The evacuation and investigation of the Totten mine incident
his was not your typical mine rescue, Ted Hanley, general manager of Ontario Mine Rescue, recalls thinking when he received a call from Vale’s Totten mine in Sudbury at 2 a.m. on Monday, Sept. 27. At that time, Vale decided it would bring its workers out of the mine via secondary egress after a scoop bucket was slung into the Totten mine and became lodged in the shaft trapping 39 miners at the 650-foot level.
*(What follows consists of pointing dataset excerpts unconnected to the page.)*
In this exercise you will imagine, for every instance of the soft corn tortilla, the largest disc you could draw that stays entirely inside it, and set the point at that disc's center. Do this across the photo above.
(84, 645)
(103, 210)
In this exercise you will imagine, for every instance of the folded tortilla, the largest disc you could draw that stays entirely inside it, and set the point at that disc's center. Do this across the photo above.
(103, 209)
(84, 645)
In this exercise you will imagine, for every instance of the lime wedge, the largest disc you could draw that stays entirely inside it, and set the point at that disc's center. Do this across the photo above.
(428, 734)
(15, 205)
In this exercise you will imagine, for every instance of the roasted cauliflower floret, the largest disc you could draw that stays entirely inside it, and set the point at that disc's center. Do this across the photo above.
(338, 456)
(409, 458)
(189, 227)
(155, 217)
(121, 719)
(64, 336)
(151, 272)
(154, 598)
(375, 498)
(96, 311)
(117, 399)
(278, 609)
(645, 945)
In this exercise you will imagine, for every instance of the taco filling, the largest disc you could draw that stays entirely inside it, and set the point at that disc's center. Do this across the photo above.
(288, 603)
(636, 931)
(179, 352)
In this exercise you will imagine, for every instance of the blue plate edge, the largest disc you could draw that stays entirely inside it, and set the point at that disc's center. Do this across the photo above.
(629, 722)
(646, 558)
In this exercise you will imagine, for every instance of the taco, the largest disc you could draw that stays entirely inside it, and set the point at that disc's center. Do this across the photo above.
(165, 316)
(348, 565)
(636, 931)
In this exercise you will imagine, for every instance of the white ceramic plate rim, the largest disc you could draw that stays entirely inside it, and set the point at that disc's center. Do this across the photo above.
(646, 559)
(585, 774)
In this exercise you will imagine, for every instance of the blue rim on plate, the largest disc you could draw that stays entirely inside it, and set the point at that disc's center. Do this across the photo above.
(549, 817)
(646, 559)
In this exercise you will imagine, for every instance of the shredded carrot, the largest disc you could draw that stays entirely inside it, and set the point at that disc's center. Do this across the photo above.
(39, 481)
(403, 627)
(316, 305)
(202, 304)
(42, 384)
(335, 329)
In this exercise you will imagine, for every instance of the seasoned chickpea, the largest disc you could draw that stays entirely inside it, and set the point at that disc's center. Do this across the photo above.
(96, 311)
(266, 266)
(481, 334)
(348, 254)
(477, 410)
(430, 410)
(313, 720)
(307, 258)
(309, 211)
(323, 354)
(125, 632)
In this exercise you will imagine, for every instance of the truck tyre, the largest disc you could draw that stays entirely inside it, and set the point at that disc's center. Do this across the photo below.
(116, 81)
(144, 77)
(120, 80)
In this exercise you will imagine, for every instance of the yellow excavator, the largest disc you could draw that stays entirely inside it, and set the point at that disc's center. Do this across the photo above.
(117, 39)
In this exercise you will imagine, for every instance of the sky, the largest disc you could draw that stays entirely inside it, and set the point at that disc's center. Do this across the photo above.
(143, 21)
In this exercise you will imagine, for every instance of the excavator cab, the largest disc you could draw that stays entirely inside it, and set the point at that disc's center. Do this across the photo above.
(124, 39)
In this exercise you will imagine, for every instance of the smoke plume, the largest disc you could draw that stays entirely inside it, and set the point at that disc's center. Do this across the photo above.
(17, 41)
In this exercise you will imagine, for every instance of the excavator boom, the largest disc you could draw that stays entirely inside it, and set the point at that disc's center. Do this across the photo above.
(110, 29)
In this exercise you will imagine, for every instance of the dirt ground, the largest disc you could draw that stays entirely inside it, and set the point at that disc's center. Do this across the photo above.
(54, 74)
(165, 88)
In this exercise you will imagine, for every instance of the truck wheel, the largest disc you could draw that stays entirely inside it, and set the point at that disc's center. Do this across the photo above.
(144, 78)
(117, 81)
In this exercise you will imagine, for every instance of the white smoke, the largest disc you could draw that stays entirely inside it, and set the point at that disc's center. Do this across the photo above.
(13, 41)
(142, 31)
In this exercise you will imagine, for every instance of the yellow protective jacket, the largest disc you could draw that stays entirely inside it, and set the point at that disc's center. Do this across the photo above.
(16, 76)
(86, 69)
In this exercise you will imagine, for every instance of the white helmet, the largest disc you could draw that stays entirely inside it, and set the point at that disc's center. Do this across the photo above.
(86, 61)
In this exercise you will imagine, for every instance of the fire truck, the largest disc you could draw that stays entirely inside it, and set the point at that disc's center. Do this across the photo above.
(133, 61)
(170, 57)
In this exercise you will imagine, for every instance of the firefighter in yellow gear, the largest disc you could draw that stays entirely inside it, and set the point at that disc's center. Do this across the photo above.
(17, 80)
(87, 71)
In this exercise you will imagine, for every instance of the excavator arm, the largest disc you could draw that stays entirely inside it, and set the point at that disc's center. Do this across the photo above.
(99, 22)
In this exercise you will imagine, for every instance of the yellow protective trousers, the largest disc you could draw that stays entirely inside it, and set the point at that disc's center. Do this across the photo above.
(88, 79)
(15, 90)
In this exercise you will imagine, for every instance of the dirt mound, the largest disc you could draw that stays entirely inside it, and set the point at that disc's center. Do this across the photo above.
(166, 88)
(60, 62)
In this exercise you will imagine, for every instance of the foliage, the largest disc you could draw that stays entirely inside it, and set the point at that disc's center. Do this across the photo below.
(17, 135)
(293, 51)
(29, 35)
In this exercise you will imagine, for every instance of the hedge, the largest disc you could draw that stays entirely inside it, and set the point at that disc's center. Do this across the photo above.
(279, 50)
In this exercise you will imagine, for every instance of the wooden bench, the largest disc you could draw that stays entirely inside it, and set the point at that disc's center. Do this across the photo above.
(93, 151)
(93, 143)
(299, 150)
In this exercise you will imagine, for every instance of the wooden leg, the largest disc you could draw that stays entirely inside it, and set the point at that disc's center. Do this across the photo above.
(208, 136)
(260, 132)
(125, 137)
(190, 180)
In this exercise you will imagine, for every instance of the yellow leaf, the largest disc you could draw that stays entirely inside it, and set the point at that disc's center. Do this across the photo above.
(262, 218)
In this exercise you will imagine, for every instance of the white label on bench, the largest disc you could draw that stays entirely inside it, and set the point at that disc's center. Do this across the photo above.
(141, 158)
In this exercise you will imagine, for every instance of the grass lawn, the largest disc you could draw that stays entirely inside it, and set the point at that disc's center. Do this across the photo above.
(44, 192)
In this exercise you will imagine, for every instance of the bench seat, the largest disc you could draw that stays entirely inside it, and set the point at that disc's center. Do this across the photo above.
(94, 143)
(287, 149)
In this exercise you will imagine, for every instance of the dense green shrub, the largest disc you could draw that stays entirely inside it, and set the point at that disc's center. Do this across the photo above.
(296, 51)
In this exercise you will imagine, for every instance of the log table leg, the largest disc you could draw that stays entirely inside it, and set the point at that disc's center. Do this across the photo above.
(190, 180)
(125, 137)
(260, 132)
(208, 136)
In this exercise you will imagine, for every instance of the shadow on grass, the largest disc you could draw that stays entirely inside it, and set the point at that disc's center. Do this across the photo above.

Even though what the miners were doing was common, the incident was not. Hanley said this rescue mission was different because of the atypical use of the ladderways in the mine. Miners are used to climbing 100 to 200 feet to another level, where they can get a ride in a vehicle and travel via a ramp system out or to their next workstation.
Since the conveyance system was out of operation, the miners would have to climb a series of ladders almost the entire way to the surface, 4,130 feet above them. They later determined they were going to be able to hoist people up the last 650 feet.
Hanley said it wasn’t until further along in their evacuation operation that the team realized there was a high likelihood that the miners’ physical capabilities might not be good enough to pull themselves out. The 39 individuals stuck underground had just worked an entire 12-hour shift and had been underground for around 24 hours.